The chief spokesman for French conservative presidential candidate François Fillon stepped down on Friday, a day after police raided Fillon’s home as part of an investigation into fake jobs.
Thierry Solère is one of the most high-profile defections from the Fillon campaign, which has been haemorrhaging support after Fillon revealed Wednesday that he will be placed under formal investigation later this month over allegations that he had his wife and children paid hundreds of thousands of euros for fake parliamentary jobs.
His campaign confirmed that police raided his home in central Paris on Thursday as he visited winegrowers on the campaign trial in southern France. His parliamentary office was searched last month.
Campaign treasurer Gilles Boyer, deputy campaign director Sebastien Lecornu and adviser Vincent Le Roux resigned from their posts on Thursday, along with a number of more junior campaign staffers.
Three other high-ranking lawmakers from the centrist wing of the party – Benoist Apparu, Christophe Bechu and Edouard Philippe – also quit the Fillon cause, saying their decision was prompted by his repeated attacks on the judiciary.
Sinking ship
Dominique de Villepin, a fellow former prime minister from Fillon’s Les Républicains (formerly UMP) party, has accused the candidate of driving the conservative party “into the abyss”.

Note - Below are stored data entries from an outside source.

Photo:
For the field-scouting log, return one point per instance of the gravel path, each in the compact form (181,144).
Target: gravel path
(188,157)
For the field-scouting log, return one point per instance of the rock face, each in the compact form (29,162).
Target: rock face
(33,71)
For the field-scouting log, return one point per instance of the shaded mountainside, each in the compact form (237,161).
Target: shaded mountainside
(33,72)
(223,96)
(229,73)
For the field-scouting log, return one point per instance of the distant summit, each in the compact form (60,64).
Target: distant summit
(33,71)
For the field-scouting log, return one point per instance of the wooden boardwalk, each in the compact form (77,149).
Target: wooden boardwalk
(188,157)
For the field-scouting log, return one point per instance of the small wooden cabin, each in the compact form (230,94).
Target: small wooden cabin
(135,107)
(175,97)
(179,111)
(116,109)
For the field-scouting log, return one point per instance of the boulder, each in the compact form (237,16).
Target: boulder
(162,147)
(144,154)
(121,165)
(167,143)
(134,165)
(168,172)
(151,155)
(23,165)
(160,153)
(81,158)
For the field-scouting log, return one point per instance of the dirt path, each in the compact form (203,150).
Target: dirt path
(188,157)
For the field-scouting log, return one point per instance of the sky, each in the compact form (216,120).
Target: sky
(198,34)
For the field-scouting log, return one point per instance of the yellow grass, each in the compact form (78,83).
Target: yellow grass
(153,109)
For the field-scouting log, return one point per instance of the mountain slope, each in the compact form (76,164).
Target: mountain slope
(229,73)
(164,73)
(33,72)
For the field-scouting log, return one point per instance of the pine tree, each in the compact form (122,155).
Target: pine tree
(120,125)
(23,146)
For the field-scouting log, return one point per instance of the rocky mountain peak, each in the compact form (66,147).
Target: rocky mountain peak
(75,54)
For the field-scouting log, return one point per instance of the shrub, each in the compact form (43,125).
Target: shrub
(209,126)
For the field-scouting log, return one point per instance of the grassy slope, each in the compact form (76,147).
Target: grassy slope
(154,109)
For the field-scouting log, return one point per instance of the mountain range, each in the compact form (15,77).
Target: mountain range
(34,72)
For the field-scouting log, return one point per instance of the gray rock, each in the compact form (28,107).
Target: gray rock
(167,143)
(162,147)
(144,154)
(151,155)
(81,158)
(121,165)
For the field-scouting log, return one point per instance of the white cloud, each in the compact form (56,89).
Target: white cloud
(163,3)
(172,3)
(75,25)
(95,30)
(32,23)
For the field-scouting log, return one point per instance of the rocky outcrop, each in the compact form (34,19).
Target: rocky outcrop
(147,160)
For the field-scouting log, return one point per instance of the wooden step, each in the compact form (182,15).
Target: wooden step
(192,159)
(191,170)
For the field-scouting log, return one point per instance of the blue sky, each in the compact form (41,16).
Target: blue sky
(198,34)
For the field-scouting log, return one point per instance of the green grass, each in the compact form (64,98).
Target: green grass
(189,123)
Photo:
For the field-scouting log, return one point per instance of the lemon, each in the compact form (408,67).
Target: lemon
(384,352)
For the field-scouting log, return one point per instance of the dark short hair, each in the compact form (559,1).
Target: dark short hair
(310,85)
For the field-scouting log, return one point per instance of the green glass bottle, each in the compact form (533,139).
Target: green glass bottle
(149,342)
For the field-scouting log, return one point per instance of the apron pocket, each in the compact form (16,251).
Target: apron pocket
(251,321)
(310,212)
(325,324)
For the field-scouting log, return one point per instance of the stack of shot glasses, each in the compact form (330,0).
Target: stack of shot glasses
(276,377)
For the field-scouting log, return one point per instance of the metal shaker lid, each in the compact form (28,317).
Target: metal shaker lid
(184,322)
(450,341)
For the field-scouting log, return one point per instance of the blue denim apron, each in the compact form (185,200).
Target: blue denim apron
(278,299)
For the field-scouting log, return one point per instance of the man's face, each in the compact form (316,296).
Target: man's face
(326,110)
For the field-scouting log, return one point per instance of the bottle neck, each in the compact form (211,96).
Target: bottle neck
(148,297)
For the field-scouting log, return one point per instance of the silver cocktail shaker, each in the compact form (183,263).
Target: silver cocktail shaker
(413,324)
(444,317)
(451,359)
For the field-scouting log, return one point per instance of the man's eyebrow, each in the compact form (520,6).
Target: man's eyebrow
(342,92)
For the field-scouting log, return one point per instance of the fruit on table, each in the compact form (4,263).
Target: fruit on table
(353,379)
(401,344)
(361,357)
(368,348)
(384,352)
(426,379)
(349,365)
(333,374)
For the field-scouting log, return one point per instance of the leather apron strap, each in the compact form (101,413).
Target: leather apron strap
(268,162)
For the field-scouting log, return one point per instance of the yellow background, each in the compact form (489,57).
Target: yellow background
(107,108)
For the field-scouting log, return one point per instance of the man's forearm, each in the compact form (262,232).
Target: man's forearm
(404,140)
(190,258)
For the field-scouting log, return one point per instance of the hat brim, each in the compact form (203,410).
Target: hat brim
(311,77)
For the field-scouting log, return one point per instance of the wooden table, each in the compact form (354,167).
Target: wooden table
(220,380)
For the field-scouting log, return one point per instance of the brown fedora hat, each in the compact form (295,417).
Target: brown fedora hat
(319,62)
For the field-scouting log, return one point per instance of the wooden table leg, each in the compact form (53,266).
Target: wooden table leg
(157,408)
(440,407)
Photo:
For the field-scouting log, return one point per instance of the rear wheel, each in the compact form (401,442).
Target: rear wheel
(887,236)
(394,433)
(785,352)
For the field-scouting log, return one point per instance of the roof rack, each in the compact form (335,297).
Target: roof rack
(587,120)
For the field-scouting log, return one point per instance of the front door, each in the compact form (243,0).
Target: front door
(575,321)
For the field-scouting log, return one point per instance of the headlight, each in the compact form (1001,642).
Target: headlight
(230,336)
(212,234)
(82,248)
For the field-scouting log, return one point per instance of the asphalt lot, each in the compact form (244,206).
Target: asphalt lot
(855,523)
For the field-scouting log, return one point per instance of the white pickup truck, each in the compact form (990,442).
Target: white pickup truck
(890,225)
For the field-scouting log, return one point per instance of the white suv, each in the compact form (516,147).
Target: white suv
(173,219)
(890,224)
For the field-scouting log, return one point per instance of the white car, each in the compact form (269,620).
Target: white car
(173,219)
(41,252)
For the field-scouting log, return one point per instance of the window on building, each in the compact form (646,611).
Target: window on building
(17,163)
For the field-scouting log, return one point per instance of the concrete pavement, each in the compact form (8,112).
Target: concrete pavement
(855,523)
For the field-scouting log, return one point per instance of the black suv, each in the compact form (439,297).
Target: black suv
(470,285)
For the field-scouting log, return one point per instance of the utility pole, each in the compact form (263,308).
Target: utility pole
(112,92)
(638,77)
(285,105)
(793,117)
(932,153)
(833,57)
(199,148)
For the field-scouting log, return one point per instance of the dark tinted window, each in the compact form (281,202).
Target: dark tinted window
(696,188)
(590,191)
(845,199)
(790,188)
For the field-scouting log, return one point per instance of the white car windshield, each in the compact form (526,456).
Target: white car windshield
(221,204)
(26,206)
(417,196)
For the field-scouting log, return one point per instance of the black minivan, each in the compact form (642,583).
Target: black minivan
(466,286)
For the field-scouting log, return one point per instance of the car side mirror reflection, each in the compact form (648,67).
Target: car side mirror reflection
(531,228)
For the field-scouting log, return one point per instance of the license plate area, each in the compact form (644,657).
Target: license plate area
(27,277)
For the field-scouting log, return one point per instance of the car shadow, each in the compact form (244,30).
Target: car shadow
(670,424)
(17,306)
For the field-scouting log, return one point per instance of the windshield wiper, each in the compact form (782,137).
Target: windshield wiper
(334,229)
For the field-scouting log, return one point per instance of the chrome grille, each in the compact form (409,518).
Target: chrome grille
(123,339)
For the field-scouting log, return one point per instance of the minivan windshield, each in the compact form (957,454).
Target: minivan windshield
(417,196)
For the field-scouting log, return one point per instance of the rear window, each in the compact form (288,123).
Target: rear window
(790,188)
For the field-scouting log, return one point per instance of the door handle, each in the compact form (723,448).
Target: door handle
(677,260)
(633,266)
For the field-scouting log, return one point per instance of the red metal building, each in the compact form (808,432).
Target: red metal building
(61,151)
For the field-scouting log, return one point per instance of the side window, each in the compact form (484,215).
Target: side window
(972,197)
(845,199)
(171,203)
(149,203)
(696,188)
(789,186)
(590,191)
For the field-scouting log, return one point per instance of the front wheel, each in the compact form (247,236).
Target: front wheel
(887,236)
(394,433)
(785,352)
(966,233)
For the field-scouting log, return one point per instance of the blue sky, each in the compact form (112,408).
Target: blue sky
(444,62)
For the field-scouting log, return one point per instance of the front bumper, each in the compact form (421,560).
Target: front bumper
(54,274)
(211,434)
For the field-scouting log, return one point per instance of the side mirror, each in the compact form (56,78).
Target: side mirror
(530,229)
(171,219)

“Going down this dead-end street is taking the state, our faith in democracy and its fellow travellers hostage,” Villepin wrote in Le Figaro newspaper on Thursday.
Fillon has called the charges over the fake jobs scandal “entirely calculated to stop me being a candidate for the presidential election” and has ruled out stepping aside.
“The French people back me,” Fillon told journalists confidently on Thursday. “The base is holding.”
But several defectors from Fillon’s team and other senior Les Républicains have called for ex-premier Alain Juppé, 71, to throw his hat into the ring, underscoring divisions within his camp.
New polls published Thursday suggested Fillon was in third place and would win 19-20 percent in the first round of the election scheduled for April 23, behind centrist Emmanuel Macron and far-right leader Marine Le Pen.
Nevertheless, thousands turned out for his rally in the town of Nimes on Thursday evening and Fillon’s calculation appears to be that he can close the small gap with his rivals in the remaining two months.
The top two from the first round proceed to a run-off on May 7, which polls currently show Macron as likely to win.
But analysts warn against making any firm predictions in what has become a rollercoaster campaign.